Boris Johnson has been accused of misleading MPs over his claims of low reoffending rates at Feltham Young Offenders Institute. Since last November, the Mayor has been telling all and sundry - including a Home Office Select Committee - that a new unit had slashed reoffending rates from 80% to less than 20%.

However, the BBC's Tim Donovan looked into these claims and found that staff in the Heron Unit, as well as senior civil servants, have been saying for some time that these stats were at too early a stage to be used in public. They only covered former inmates who'd been released a few weeks (a true picture is only revealed after about a year). In addition, the '80%' rate is a national reoffending figure and doesn't necessarily relate to the specially selected, already willing to change, young offenders at Feltham.

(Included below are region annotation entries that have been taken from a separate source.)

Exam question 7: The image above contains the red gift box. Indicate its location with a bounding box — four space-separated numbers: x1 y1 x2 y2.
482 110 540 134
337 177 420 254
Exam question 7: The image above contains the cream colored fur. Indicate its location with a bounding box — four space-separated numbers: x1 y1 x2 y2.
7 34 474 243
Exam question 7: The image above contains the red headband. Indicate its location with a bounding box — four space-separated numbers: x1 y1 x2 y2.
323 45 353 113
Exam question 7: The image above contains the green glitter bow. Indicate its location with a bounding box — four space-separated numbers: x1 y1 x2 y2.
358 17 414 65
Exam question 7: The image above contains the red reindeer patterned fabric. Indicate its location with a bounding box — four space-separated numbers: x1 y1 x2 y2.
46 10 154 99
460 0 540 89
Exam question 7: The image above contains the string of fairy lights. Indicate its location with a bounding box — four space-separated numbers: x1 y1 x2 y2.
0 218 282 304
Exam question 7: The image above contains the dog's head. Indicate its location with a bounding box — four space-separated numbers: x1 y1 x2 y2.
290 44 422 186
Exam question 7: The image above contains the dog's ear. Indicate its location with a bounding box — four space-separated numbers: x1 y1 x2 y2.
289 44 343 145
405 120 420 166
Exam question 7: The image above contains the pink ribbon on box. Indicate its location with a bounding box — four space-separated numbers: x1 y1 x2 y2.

The chair of the UK Statistics Authority has now written to the Home Office Select Committee (PDF) saying the claims "do not stand up to scrutiny" and that Boris ignored warnings about the dodginess of the numbers he was using. Either the Mayor doesn't understand how stats work (we all know he's not a 'details man'), his officials didn't pass on the warnings or he decided to plough ahead regardless.

Why is it important that he didn't wilfully mislead a parliamentary select committee? Well, when these groups make recommendations on how public money should be spent, they need to have the correct information before them. Otherwise taxpayers' cash could be spunked on projects that have no meaningful benefits.